De acordo com o Sindicato do Comércio Varejista do Distrito Federal (Sindivarejista), das 30 mil lojas associadas à entidade, pelo menos 15 mil entraram em liquidação para reduzir estoque. Mas nem todos conseguiram. “O espaço de tempo entre uma liquidação e outra vem diminuindo cada dia mais. Os lojistas que colocaram as mercadorias com 60% a 70% de desconto, venderam tudo. Porém, posturas mais conservadoras, com apenas 10% e 20% de decréscimo, ainda estão com mercadoria”, explica Edson de Castro, presidente do Sindivarejista-DF. Ele acrescenta que somente descontos atraentes levaram o consumidor às compras, uma vez que os gastos com material escolar e com impostos tiraram o dinheiro do mercado neste início de ano.

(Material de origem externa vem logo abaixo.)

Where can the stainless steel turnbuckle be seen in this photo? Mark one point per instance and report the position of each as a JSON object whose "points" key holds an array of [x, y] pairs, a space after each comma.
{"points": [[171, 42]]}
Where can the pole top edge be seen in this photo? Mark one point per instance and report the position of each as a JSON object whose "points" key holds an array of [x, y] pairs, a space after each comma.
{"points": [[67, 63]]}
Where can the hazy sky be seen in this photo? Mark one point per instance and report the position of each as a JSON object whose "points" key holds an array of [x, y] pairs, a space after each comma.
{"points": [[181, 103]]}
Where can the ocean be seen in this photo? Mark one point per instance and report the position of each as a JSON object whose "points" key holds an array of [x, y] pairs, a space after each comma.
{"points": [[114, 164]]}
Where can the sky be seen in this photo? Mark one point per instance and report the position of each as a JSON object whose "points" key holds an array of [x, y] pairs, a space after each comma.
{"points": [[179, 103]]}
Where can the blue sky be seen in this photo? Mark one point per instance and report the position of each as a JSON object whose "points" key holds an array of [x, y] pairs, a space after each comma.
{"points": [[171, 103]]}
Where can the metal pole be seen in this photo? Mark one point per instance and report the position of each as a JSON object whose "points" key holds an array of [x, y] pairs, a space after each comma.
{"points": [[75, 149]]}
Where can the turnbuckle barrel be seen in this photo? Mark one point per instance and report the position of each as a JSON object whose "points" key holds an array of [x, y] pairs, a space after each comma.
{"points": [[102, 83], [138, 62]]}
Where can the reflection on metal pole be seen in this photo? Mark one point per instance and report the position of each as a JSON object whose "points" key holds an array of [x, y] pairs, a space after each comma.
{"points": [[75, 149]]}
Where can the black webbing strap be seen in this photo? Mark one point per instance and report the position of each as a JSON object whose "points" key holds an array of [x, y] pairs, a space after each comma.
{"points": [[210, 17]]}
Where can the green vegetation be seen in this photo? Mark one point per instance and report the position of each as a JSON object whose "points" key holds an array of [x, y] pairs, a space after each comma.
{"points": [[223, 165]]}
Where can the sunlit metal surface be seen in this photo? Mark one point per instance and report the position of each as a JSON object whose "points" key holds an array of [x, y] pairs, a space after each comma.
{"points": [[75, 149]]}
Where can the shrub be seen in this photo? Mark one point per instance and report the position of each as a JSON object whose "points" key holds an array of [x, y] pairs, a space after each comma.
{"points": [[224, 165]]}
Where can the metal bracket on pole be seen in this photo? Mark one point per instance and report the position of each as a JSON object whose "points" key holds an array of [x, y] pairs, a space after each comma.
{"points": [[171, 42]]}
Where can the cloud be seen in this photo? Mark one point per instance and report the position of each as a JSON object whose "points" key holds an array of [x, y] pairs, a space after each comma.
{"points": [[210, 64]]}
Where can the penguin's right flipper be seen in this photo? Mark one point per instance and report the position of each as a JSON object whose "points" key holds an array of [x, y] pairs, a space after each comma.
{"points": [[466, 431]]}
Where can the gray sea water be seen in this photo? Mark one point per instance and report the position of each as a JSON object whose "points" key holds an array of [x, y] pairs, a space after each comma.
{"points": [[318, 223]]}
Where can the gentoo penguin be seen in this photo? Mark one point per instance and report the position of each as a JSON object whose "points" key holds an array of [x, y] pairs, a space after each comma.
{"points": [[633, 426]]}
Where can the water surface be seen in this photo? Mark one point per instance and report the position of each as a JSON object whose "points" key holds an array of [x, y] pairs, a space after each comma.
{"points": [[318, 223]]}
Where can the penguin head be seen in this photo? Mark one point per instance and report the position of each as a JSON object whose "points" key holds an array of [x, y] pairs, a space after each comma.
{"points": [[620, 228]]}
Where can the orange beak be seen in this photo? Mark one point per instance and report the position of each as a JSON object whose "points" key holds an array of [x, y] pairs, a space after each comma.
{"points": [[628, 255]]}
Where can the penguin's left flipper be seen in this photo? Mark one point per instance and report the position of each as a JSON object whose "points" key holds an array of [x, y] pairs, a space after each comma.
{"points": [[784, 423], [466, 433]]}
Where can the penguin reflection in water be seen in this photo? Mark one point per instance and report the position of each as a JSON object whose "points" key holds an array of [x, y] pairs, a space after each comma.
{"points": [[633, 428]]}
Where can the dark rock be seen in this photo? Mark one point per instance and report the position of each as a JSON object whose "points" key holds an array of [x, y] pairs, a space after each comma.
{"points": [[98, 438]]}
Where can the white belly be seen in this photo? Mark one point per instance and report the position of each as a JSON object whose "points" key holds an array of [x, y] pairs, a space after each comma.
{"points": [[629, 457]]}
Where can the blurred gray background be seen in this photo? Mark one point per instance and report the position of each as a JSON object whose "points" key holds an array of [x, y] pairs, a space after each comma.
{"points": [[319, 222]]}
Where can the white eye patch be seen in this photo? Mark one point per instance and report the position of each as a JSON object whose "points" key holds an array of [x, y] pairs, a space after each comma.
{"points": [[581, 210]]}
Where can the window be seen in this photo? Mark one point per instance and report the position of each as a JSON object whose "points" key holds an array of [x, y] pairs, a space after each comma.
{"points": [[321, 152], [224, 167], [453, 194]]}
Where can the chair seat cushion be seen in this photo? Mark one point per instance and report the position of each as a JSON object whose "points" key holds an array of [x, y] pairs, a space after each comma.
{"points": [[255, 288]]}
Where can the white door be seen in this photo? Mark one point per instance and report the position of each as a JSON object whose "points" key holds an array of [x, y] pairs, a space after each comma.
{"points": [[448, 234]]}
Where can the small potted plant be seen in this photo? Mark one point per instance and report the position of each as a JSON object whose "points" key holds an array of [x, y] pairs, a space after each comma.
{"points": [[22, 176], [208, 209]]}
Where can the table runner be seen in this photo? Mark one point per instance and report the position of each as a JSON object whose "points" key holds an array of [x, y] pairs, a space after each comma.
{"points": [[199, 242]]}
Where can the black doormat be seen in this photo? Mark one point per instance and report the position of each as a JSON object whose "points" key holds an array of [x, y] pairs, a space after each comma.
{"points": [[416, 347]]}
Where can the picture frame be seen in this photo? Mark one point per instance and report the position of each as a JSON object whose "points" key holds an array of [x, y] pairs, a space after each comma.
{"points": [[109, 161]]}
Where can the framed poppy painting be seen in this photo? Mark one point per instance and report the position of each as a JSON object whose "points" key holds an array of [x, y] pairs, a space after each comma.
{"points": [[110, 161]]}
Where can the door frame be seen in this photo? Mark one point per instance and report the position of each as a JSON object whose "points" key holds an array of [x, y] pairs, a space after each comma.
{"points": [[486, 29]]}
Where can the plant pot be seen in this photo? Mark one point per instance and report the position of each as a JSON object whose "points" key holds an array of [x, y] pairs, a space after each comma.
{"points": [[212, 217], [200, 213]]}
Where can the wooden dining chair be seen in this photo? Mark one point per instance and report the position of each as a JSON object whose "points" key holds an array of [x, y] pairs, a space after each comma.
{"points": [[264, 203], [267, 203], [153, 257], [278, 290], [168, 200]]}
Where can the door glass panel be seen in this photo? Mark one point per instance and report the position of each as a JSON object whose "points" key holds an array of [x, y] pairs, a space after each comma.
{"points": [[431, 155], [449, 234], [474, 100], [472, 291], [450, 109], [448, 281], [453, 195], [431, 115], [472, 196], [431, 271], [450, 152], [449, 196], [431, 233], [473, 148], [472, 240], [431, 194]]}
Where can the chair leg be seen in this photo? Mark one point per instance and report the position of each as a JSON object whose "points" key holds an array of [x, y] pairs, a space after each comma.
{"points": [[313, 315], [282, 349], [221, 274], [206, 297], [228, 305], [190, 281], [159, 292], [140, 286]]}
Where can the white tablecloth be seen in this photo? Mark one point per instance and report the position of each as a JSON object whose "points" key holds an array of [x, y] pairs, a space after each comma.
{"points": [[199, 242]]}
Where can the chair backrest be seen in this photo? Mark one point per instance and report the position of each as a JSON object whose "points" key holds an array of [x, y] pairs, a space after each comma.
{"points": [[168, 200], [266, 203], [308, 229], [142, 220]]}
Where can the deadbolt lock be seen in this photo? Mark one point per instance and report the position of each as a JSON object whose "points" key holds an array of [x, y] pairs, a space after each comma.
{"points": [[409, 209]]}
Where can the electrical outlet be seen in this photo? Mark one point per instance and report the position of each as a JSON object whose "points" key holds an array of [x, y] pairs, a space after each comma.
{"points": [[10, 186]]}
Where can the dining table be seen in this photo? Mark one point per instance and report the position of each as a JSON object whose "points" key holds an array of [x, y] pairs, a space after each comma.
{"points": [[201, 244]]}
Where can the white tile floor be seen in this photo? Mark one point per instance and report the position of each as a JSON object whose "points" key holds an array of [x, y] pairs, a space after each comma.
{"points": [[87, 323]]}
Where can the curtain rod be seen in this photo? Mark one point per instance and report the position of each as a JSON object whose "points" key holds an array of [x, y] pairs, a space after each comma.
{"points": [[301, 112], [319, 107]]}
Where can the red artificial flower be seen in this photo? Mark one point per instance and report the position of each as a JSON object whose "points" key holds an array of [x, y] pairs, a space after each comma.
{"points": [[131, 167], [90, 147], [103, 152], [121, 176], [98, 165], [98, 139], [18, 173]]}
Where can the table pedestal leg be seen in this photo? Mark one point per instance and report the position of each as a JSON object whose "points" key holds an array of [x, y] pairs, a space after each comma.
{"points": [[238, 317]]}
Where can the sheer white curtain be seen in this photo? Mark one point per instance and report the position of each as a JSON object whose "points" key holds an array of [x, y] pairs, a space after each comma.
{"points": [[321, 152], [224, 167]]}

A preocupação com estoque excessivo ressalta o peso da crise econômica no comércio local. Nem mesmo as datas comemorativas como o Natal e a Páscoa animaram os empresários. No Natal de 2015, apenas 29,4% dos varejistas investiram no estoque. Em 2014, esse índice era de 54,3% – uma redução de, aproximadamente, 25 pontos percentuais. Para a Páscoa de 2016, com a baixa expectativa de crescimento nas vendas, apenas 17,9% dos entrevistados declaram que devem ampliar os estoques. Em 2015, o mesmo indicador era 30,2%. A maioria dos lojistas (53,2%) declarou que vão manter o mesmo nível de estoque este ano. Os dados são das pesquisas realizadas pelas Federação do Comércio do Distrito Federal (Fecomércio).

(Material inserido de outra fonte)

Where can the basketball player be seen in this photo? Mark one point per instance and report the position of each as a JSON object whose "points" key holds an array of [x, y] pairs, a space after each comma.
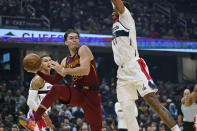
{"points": [[133, 74], [84, 91], [122, 126], [38, 90], [188, 110]]}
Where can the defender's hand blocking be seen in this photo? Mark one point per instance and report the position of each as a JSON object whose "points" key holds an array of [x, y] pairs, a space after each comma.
{"points": [[58, 68], [32, 63]]}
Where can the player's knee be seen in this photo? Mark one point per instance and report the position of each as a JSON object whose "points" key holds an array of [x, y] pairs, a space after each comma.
{"points": [[128, 108]]}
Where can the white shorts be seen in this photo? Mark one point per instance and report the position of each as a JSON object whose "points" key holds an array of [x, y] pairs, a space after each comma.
{"points": [[134, 77], [30, 113]]}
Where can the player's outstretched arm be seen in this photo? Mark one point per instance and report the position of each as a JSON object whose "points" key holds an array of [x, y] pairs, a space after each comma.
{"points": [[52, 79], [84, 68], [36, 84], [194, 95], [118, 5]]}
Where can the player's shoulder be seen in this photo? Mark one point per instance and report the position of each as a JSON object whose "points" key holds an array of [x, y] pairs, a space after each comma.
{"points": [[84, 48], [36, 83], [63, 62]]}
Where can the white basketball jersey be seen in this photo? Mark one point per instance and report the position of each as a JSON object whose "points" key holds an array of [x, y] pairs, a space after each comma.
{"points": [[124, 42]]}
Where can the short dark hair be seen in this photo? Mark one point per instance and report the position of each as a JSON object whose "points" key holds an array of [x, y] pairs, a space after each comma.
{"points": [[41, 57], [127, 5], [68, 32]]}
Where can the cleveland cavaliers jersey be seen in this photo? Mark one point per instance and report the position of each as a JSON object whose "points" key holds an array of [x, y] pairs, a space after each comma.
{"points": [[87, 80], [124, 44], [42, 92]]}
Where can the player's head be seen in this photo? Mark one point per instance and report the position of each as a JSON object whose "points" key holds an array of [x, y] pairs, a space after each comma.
{"points": [[186, 92], [45, 62], [115, 14], [71, 39]]}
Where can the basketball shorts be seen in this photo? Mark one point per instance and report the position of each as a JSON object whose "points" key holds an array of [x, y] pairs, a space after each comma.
{"points": [[40, 125], [134, 77], [90, 101]]}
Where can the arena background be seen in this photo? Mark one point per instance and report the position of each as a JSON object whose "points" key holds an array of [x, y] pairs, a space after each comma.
{"points": [[167, 40]]}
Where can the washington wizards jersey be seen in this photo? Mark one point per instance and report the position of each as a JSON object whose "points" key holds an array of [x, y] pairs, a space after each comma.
{"points": [[42, 92], [124, 44]]}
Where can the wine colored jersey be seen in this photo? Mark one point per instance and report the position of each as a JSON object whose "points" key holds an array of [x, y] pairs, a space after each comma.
{"points": [[87, 80]]}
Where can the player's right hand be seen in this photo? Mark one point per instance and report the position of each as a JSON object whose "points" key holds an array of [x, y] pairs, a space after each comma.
{"points": [[33, 71]]}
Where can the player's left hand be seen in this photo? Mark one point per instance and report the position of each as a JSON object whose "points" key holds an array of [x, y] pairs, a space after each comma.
{"points": [[58, 68], [48, 121]]}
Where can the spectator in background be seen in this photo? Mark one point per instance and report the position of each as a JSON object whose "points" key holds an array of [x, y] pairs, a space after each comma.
{"points": [[186, 112]]}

Na análise de Adelmir Santana, presidente da Fecomércio-DF, o índice de confiança do empresariado com a economia local e nacional está baixo, o que contribui para a classe não ter segurança em manter produtos estocados. “A maioria dos lojistas do DF vem trabalhando com estoque reduzido desde o ano passado. Os empresários não tem coragem de estocar. Eles precisam manter o capital de giro e evitar, ao máximo, pegar dinheiro emprestado com os bancos, uma vez que os juros estão cada dia mais altos”, declara. “Nem as datas comemorativas empolgam”, complementa.

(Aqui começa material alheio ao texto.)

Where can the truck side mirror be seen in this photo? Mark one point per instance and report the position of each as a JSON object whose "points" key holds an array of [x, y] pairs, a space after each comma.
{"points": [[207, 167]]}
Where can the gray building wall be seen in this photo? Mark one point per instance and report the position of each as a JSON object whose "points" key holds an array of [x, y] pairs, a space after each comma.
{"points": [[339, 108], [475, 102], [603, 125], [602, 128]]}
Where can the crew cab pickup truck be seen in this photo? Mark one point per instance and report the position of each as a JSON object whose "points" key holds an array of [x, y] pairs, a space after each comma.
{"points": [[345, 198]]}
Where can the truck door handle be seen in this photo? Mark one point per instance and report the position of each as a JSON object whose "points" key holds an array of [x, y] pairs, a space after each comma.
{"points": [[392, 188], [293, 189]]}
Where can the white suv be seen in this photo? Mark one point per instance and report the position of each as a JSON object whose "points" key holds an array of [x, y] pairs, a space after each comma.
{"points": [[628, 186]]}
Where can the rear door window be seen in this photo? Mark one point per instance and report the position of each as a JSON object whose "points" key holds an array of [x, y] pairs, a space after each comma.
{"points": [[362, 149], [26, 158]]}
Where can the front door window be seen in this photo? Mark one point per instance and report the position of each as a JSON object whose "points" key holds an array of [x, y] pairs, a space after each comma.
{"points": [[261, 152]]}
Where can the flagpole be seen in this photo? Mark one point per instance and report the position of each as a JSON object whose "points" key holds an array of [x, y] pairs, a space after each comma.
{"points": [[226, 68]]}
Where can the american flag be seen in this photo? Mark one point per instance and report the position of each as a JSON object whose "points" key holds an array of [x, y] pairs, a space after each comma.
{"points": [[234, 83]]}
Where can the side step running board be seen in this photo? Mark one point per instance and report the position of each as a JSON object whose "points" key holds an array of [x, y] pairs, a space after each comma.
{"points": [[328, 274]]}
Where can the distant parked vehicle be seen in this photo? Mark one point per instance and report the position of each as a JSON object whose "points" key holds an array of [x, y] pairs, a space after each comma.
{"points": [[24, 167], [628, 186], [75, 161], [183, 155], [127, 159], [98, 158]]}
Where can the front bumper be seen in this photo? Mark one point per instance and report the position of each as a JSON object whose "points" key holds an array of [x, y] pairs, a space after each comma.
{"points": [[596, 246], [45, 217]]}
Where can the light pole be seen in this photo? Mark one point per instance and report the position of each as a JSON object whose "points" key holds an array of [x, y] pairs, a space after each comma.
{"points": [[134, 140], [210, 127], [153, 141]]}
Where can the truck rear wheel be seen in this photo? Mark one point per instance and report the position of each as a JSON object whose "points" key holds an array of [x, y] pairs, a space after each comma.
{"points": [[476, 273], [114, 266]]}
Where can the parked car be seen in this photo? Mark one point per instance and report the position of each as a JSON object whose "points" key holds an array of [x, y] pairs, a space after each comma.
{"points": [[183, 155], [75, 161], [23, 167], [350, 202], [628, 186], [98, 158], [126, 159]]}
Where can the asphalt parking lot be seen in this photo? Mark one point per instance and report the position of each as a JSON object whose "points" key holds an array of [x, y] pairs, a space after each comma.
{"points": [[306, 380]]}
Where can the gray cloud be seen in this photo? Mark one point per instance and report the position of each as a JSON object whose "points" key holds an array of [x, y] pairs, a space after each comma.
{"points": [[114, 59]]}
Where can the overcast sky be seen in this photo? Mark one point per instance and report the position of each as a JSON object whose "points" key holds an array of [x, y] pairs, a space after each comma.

Presidente da Câmara dos Dirigentes Lojistas do DF, Álvaro Silveira Júnior, ressalta que, as indústrias já repassaram os aumentos de impostos e a inflação às mercadorias. Dessa forma, os produtos estão chegando mais caros em um cenário de queda de consumo. Ele explica que, para algumas mercadorias de maior valor agregado, como automóveis, os comerciantes estão preferindo esperar o pedido do consumidor para, só então, fazer a encomenda e evitar estoque parado. “A pressão inflacionária sobre o comércio está muito grande. Essa crise não está favorecendo a baixa de preços”.

Mudanças

Crédito: Minervino Junior/CB/D.A.Press. Brasil. Brasília - DF.
Crédito: Minervino Junior/CB/D.A.Press. Brasil. Brasília – DF.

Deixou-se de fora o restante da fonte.